Guide to GitHub and AWS SageMaker for the Open Problems Jamboree

This document is a guide to using the Open Problems in Single-Cell Analysis GitHub repository to edit Docker containers and prototype code in AWS SageMaker. In this guide, you will perform the following steps

Steps

Fork the SingleCellOpenProblems GitHub repository
Create a custom Dockerfile
Push this image to the Elastic Container Registry using GitHub Actions workflows
Attach this image to an AWS SageMaker Studio domain
Launch a notebook using the custom image

In addition to this guide, we've produced a video tutorial, Using GitHub and AWS for Open Problems in Single-Cell Analysis, which walks through every step of the process. In the video, we provide details that are helpful for troubleshooting if you're having issues. The video also performs all of the steps in the process from start to finish so you can see what needs to happen at each step. However, because of the troubleshooting tips and included wait times, the video is 40 minutes long. To make it quicker to get started, we've written out the steps in the process here and included time-stamped links to the video in case you'd like to see a specific step performed live.

You also might find it helpful to consult AWS Documentation for bringing your own image to AWS SageMaker. You have two options using either the command-line interface (CLI) or a web interface (Console):

Custom Image with SageMaker Studio (CLI)
Custom Image with SageMaker Studio (Console).

There is a 1:1 correspondence between the steps to set up SageMaker using the CLI and the Console UI. We use the Console in our video and this guide, but feel free to use the CLI if you are more comfortable with it.

Introduction to the GitHub repository
- Why Docker containers?
- Prototyping within Docker containers
Getting started and forking the GitHub repository
Editing a Dockerfile
Find your Docker container on the Elastic Container Registry
Attach your Image to SageMaker Studio
Add user to SageMaker Studio
Open SageMaker Studio and Launch a Notebook using a Custom Image
- Selecting an instance type
- Kernel not found error

Introduction to the GitHub repository

Watch this section of the tutorial starting at [0:00]

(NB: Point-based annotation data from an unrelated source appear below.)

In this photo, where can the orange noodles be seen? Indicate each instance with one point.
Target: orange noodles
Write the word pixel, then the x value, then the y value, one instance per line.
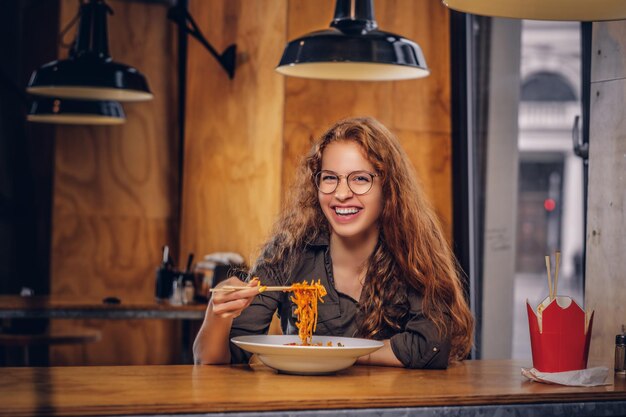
pixel 305 297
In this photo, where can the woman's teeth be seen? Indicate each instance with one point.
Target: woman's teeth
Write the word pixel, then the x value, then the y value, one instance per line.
pixel 346 211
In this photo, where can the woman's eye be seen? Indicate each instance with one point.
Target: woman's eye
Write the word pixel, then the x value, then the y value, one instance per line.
pixel 361 179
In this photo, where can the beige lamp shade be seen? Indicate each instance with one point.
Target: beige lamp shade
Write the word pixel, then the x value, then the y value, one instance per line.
pixel 576 10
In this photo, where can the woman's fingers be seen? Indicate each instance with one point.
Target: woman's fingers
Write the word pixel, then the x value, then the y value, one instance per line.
pixel 231 304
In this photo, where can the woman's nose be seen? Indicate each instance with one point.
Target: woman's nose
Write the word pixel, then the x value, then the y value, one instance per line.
pixel 343 192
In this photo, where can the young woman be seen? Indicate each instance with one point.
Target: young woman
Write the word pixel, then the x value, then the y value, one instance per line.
pixel 358 221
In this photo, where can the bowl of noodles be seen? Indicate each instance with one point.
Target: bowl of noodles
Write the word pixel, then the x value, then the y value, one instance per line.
pixel 324 354
pixel 306 354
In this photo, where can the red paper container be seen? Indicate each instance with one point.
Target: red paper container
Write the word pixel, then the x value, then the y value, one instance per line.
pixel 559 336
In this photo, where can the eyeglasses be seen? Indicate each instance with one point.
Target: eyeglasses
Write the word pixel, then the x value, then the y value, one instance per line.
pixel 359 182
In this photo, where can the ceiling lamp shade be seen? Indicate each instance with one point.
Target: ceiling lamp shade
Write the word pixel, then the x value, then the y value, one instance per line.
pixel 89 72
pixel 353 49
pixel 576 10
pixel 75 112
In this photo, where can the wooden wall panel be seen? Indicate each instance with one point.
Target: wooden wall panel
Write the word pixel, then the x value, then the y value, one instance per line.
pixel 233 140
pixel 606 222
pixel 418 111
pixel 115 196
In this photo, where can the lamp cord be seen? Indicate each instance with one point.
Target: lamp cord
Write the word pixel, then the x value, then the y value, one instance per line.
pixel 180 15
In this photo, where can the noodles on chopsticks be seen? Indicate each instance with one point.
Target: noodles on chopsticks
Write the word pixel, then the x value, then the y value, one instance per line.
pixel 305 297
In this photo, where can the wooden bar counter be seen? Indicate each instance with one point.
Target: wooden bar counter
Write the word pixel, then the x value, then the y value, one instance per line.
pixel 470 388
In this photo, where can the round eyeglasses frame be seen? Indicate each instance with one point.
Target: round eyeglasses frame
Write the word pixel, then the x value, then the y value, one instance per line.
pixel 347 177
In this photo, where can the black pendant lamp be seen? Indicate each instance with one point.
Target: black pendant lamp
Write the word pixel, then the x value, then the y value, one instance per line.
pixel 353 49
pixel 75 112
pixel 89 73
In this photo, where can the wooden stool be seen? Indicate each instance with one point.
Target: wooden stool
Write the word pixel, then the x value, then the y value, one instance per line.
pixel 56 337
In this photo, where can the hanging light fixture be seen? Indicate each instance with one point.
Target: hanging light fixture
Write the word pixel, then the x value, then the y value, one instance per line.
pixel 75 112
pixel 353 49
pixel 576 10
pixel 89 72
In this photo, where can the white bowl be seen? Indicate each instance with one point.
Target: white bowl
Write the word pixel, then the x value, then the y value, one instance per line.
pixel 274 351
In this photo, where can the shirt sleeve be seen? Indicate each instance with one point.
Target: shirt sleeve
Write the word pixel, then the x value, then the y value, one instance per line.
pixel 257 317
pixel 420 345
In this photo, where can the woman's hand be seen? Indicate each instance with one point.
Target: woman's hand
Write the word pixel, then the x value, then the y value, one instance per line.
pixel 229 305
pixel 212 342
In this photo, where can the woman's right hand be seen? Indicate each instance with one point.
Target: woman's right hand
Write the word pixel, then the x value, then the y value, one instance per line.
pixel 229 305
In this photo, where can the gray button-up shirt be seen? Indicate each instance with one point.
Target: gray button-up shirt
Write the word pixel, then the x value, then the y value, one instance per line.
pixel 417 345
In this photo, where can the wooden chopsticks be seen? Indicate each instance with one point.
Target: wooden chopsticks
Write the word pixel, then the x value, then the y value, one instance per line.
pixel 262 288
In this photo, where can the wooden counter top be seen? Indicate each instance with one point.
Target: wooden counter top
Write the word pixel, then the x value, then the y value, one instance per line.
pixel 132 390
pixel 59 307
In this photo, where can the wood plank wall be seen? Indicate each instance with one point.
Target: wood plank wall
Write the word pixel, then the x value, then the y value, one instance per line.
pixel 234 129
pixel 115 188
pixel 418 111
pixel 246 136
pixel 115 196
pixel 606 224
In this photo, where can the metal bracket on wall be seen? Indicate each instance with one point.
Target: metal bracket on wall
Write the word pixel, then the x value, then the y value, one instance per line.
pixel 580 149
pixel 180 15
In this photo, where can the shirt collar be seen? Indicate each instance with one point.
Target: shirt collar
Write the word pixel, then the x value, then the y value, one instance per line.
pixel 322 239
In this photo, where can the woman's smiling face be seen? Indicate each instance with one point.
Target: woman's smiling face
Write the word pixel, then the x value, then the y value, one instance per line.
pixel 350 215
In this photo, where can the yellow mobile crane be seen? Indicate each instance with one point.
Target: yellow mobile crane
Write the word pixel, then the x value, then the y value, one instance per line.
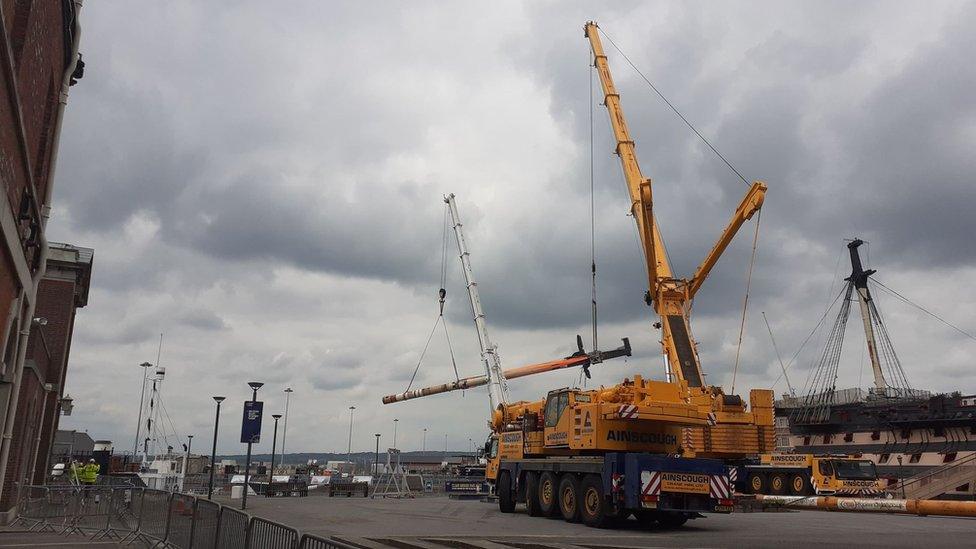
pixel 732 431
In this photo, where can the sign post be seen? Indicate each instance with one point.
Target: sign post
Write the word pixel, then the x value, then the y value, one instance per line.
pixel 250 432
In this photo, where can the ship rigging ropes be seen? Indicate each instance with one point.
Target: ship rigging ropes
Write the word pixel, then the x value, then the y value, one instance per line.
pixel 821 387
pixel 442 298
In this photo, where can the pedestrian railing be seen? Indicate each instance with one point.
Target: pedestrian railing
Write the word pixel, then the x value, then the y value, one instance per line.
pixel 155 518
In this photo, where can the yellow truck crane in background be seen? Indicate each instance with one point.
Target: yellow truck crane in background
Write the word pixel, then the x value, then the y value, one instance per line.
pixel 809 474
pixel 733 430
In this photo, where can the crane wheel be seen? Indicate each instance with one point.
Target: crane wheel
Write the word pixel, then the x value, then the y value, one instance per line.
pixel 569 497
pixel 532 505
pixel 777 483
pixel 548 494
pixel 757 483
pixel 594 508
pixel 506 496
pixel 799 484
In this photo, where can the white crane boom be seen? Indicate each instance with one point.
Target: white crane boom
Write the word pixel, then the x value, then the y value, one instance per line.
pixel 497 385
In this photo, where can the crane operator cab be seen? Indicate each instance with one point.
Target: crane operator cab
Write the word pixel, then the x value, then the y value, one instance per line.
pixel 557 421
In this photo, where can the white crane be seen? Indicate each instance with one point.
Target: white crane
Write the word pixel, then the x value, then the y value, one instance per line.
pixel 497 385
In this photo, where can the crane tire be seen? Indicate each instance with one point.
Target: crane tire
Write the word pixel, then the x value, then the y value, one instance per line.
pixel 778 484
pixel 757 483
pixel 549 494
pixel 569 497
pixel 532 506
pixel 595 509
pixel 506 496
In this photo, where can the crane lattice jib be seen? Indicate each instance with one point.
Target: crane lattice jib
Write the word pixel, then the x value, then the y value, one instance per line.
pixel 668 295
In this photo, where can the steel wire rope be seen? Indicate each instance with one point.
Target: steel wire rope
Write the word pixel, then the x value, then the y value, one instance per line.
pixel 923 309
pixel 442 295
pixel 745 300
pixel 806 340
pixel 673 108
pixel 592 68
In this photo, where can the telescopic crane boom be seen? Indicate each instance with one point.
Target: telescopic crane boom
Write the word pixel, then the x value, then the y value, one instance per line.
pixel 497 386
pixel 671 296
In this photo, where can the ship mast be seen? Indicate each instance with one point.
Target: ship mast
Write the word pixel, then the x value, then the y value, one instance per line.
pixel 859 278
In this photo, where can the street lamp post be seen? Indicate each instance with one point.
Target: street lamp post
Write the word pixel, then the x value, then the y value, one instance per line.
pixel 186 460
pixel 213 453
pixel 349 449
pixel 284 428
pixel 274 442
pixel 142 398
pixel 376 458
pixel 254 385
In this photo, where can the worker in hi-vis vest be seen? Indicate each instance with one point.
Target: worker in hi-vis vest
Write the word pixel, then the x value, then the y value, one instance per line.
pixel 74 472
pixel 89 473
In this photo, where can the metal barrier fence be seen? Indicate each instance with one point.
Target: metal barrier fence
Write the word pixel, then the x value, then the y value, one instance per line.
pixel 155 518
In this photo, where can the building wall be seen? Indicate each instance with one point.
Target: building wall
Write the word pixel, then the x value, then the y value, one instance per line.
pixel 36 52
pixel 61 292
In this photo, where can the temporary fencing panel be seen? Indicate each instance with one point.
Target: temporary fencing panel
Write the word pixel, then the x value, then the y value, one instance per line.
pixel 206 516
pixel 91 509
pixel 153 514
pixel 180 524
pixel 232 529
pixel 155 518
pixel 265 534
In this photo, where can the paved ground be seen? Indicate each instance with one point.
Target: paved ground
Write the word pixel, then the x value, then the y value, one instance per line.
pixel 438 522
pixel 10 539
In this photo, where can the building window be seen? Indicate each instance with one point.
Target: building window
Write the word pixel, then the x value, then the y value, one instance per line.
pixel 10 351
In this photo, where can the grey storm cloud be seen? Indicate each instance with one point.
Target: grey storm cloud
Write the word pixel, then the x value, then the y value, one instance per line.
pixel 265 186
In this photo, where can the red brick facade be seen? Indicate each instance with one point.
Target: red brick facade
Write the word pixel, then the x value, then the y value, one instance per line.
pixel 62 291
pixel 38 55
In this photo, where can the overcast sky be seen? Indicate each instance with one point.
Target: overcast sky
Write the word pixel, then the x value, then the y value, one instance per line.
pixel 263 185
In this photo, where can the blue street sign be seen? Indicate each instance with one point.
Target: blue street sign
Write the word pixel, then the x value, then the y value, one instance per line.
pixel 251 424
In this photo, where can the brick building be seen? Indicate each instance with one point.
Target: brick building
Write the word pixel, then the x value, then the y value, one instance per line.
pixel 63 290
pixel 38 62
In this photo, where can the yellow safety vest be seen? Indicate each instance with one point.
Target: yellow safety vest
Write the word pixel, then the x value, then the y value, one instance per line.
pixel 89 473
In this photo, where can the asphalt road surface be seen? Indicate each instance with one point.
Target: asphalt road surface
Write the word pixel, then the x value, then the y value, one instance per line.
pixel 439 523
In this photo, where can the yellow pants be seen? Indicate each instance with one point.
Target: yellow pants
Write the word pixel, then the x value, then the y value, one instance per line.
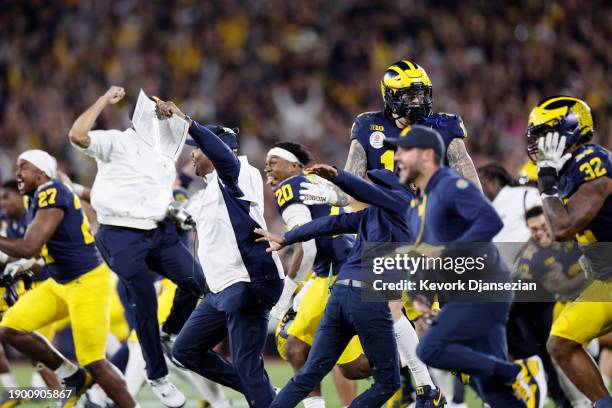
pixel 309 316
pixel 583 320
pixel 85 301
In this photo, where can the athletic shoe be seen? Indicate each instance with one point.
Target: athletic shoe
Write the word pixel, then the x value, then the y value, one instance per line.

Open Problems in Single-Cell Analysis is a project to aggregate and benchmark solutions to formalized problems in single-cell analysis.

To facilitate comparing methods designed for a particular task, we've created a platform that runs benchmarks on AWS servers. This allows individuals to upload code to a central repository and have their method benchmarked using a set of standardized datasets without needing access to compute resources to run the full pipeline.

Why Docker containers?

Because methods developers use different packages with their own sets dependencies and language requirements, we run each method, metric, and dataset loader in a Docker container. You can configure these containers to use a specific operating system, programming language, and any dependencies needed for a method. Each Docker containers is specified by a Dockerfile within the docker/ directory of the Open Problems GitHub repository. Consult the Docker documentation for guidance on creating a Dockerfile.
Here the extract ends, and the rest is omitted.